Many companies fail to implement AI strategies because their outdated ERP systems in the backend cannot keep pace with modern automation requirements. The gap between ambitious AI plans and legacy infrastructure is increasingly becoming a critical success factor.

The problem lies in a classic asymmetry: While areas such as marketing and sales are already thinking about intelligent workflows and AI-based processes, companies operate their core processes – inventory management, production, financial accounting – on legacy systems whose architecture dates back to the early 2000s. These older ERP platforms typically offer limited or no native interfaces for modern AI models or cloud services.

The technical hurdles are considerable: data silos in monolithic systems, missing APIs or proprietary integration protocols, lack of real-time data processing, and limited scalability for machine learning workloads. Any attempt to integrate AI solutions such as Claude AI or other large language models into such systems requires extensive customization or data bridges that increase latency and error susceptibility.

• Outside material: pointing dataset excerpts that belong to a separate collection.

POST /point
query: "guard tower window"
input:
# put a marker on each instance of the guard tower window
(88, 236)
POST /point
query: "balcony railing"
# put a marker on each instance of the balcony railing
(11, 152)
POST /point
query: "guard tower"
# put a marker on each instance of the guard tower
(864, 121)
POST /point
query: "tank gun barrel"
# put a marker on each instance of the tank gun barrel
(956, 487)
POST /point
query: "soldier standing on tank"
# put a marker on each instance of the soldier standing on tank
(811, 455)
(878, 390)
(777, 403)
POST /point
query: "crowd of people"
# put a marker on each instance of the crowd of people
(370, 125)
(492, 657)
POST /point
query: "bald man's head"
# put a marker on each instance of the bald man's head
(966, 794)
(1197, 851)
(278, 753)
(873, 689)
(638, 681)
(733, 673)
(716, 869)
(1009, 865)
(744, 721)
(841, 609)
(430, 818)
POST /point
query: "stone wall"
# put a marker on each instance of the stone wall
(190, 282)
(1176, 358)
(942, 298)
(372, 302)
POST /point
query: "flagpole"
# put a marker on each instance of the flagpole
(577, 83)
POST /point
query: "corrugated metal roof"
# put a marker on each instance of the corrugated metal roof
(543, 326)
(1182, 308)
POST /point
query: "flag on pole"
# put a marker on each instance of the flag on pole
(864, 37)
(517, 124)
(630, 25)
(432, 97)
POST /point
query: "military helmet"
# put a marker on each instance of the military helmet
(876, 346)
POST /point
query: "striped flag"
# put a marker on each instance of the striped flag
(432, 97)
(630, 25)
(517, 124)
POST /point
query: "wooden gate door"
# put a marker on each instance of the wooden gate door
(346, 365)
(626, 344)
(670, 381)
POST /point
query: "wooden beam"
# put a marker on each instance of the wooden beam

For CTOs, this means: a credible automation strategy does not begin with AI evaluations, but with an honest assessment of ERP infrastructure. Companies must decide whether to modernize their legacy systems – for example through API-first architectures or cloud migration – or switch to more flexible platforms. Without this step, AI investments remain fragmented and their return on investment limited.


Source: itwelt.at · Published June 19, 2026
Lumi AI News — AI-assisted curation in accordance with Article 50 EU AI Act. Paraphrase and classification by Lumi News Pipeline v1.7.1.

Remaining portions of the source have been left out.